Most of the group, here, in front of what I think was a palace of some sort (oops). We went to the museum inside while our stomachs made room for fries. In the museum, there were costumes, dozens and dozens of costumes for, you guessed, the little boy peeing into the fountain. Apparently, they dress him/it up throughout the year. Oh for heaven's sake! *rolls eyes*
In the summer time, this whole square is filled with flowers! I thought of my Mom :)
This sign reads "Bois reserve aux jeux d'enfants" which means this park is reserved for child play. What?! In Paris, it's "Pelouse interdit" or no touching the lawn!

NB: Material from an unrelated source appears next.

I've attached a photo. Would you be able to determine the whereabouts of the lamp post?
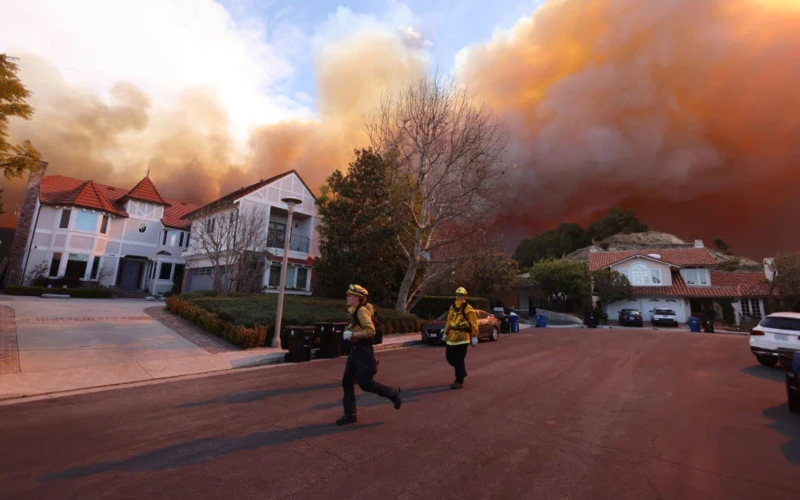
[272,197,302,347]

In the summer time, this whole square is filled with flowers! I thought of my Mom :)
Fiiiiiinally! We each bought our own custom box of chocolates! The best I've ever had. And, that's saying a lot considering how many chocolates I've eaten.
Sorry, France. Your cathedrals are beginning to blend together. Please see Notre Dame of Paris and Notre Dame of Reims.
So as we sat in a pretty park, indulging in our fresh chocolates, all of a sudden we heard sirens; a ton of loud sirens, more sirens that I've ever heard before! Now as human creatures of "fight or flight", I definitely lean heavily towards flight at all costs. So, 'Hmm, I wonder what all those sirens are for; let's go and find out' doesn't exactly run through my mind....I found myself, thanks to mes amis and much against my better judgement, in the middle of a BLARING fire fighter manifestation (completely non-violent of course). The fire fighters themselves were taking pictures and videos etc. That was fun. Not.
This sign reads "Bois reserve aux jeux d'enfants" which means this park is reserved for child play. What?! In Paris, it's "Pelouse interdit" or no touching the lawn!